Des formules toute rhétoriques
Der Standard est déçu du sommet de l'UE :
«Les dirigeants des 27 Etats membres ont rarement montré aussi clairement au reste du monde l'indigence de leur politique commune extérieure et en matière de sécurité : ... il n'y a pas lieu de parler de résolution ou de puissante intervention dans les crises et les guerres qui font rage chez nos voisins. Ceux qui enfreignent les droits humains et méprisent la démocratie, même parmi certains fidèles partenaires de l'UE, n'ont pas grand-chose à redouter de Bruxelles, si ce n'est des formules toute rhétoriques. La chancelière Angela Merkel a imposé la 'menace' d'un 'dialogue constructif' avec la Turquie. Quelle bravade !»

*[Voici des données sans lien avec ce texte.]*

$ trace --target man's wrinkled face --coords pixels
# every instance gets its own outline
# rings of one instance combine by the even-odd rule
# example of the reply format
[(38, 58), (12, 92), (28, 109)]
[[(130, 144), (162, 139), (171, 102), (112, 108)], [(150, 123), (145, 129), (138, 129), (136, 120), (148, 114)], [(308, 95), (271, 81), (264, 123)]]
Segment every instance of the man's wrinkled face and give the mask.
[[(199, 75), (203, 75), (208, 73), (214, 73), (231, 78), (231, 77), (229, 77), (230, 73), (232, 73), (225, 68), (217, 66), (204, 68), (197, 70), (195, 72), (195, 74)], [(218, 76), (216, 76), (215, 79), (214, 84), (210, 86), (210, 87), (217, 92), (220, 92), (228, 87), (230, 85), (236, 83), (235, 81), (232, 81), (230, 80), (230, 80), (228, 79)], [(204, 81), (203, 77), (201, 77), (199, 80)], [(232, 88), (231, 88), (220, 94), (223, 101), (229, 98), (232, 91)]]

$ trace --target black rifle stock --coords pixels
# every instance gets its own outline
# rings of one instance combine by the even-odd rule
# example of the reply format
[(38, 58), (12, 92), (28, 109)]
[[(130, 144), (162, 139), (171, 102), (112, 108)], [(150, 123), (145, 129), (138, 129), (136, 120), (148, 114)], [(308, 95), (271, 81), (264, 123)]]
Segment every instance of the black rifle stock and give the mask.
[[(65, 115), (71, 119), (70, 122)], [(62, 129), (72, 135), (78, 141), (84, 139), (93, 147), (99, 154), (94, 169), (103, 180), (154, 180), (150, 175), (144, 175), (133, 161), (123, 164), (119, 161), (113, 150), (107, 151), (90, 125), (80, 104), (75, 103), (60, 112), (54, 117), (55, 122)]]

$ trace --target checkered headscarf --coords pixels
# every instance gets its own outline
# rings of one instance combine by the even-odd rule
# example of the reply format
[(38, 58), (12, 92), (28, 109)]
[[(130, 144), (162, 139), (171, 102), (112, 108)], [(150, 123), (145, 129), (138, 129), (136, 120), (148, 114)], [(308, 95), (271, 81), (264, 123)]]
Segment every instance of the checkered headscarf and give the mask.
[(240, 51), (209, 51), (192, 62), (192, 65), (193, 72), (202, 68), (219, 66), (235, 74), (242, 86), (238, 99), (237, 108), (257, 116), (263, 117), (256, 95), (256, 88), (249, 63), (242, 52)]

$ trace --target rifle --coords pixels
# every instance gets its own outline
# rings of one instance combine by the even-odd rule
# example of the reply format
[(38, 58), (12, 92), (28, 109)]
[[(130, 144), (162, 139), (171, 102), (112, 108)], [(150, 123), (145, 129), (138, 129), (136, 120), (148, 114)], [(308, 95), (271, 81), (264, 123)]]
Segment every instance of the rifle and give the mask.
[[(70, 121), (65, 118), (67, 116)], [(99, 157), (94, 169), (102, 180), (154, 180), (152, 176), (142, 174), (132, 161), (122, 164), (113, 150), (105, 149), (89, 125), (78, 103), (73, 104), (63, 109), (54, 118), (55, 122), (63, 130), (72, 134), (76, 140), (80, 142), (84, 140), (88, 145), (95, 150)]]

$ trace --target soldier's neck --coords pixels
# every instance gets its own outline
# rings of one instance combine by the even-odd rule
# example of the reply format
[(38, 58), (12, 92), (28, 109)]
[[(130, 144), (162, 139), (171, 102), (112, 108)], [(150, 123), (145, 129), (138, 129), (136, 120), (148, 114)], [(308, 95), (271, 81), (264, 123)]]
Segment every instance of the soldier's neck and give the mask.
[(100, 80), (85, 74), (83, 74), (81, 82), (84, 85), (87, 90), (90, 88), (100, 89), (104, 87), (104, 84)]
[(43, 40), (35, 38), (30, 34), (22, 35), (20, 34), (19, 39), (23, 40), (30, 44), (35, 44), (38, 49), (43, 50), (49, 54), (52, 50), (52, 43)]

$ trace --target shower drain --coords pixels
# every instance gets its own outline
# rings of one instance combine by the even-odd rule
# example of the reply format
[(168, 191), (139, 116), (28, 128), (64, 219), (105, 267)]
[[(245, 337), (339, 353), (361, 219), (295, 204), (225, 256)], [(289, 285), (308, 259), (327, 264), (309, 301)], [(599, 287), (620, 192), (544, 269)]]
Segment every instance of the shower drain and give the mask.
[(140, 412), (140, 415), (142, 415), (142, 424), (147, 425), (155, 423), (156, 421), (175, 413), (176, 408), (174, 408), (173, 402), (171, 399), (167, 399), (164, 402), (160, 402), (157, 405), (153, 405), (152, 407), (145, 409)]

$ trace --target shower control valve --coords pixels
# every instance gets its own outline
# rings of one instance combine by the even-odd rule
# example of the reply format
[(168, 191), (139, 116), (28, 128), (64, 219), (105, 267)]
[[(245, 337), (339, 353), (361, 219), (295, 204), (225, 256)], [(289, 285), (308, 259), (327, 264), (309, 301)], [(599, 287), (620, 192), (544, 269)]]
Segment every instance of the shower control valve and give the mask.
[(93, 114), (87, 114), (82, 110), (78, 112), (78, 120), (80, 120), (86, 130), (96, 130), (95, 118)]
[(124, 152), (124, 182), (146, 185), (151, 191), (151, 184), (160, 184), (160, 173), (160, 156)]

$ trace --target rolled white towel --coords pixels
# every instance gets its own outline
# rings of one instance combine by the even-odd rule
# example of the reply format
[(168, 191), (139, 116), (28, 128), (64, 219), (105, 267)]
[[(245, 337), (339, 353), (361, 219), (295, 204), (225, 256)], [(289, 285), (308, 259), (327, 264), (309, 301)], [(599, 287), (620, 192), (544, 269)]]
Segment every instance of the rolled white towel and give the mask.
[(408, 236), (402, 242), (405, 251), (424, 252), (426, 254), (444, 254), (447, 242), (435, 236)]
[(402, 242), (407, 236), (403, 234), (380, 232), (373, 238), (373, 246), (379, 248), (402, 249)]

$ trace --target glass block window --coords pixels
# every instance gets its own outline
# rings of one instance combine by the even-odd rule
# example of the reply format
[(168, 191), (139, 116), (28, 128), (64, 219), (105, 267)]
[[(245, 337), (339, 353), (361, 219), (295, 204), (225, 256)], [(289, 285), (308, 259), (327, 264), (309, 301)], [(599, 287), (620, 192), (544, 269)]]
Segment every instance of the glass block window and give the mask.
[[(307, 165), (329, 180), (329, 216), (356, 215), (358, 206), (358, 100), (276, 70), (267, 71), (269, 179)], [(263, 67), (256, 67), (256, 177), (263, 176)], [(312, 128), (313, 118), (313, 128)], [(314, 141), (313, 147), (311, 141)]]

Des sanctions n'apporteraient rien à Chypre
Cyprus Mail critique l'obsession du gouvernement chypriote de vouloir mettre en œuvre des mesures de répression à l'encontre d'Ankara :
«Engager des sanctions contre la Turquie est devenu une idée fixe du gouvernement de Níkos Anastasiades. … Mais font-elles partie d'une stratégie permettant d'atteindre un objectif concret bénéfique pour le pays ? … Des sanctions ne mettraient pas fin aux actions illicites de la Turquie. Le seul effet qu'elles pourraient avoir serait de renforcer les provocations, mais pas d'améliorer les chances de régler la question chypriote. De plus, les intérêts en Turquie de beaucoup de nos partenaires européens qui prendraient partie contre Chypre s'en trouveraient desservis. Le gouvernement remporterait tout au plus une petite victoire morale sur la Turquie, mais sans aucun bénéfice pratique pour Chypre.»
Il faut mettre fin à ce spectable humiliant
Il est inadmissible aux yeux de NRC Handelsblad que les sanctions à l'encontre du Bélarus n'aient pu être obtenues qu'après un long bras de fer pour amener Nicosie à renoncer à son veto :
«Pour la capacité d'action, mieux vaudrait renoncer au principe d'unanimité. Même s'il s'agit de la politique étrangère, traditionnellement considérée comme les joyaux de la souveraineté nationale. La suppression du veto signifie certes une perte du pouvoir pour les petits pays membres. Mais la collectivité dans son ensemble y gagnerait. L'abandon du droit de veto ne devrait pas non plus s'appliquer à tous les domaines. On pourrait par exemple le restreindre au domaine des droits humains, des sanctions ou des interventions diplomatiques rapides. ... Toujours est-il que l'UE ne peut plus se permettre une telle déconvenue au sujet des sanctions.»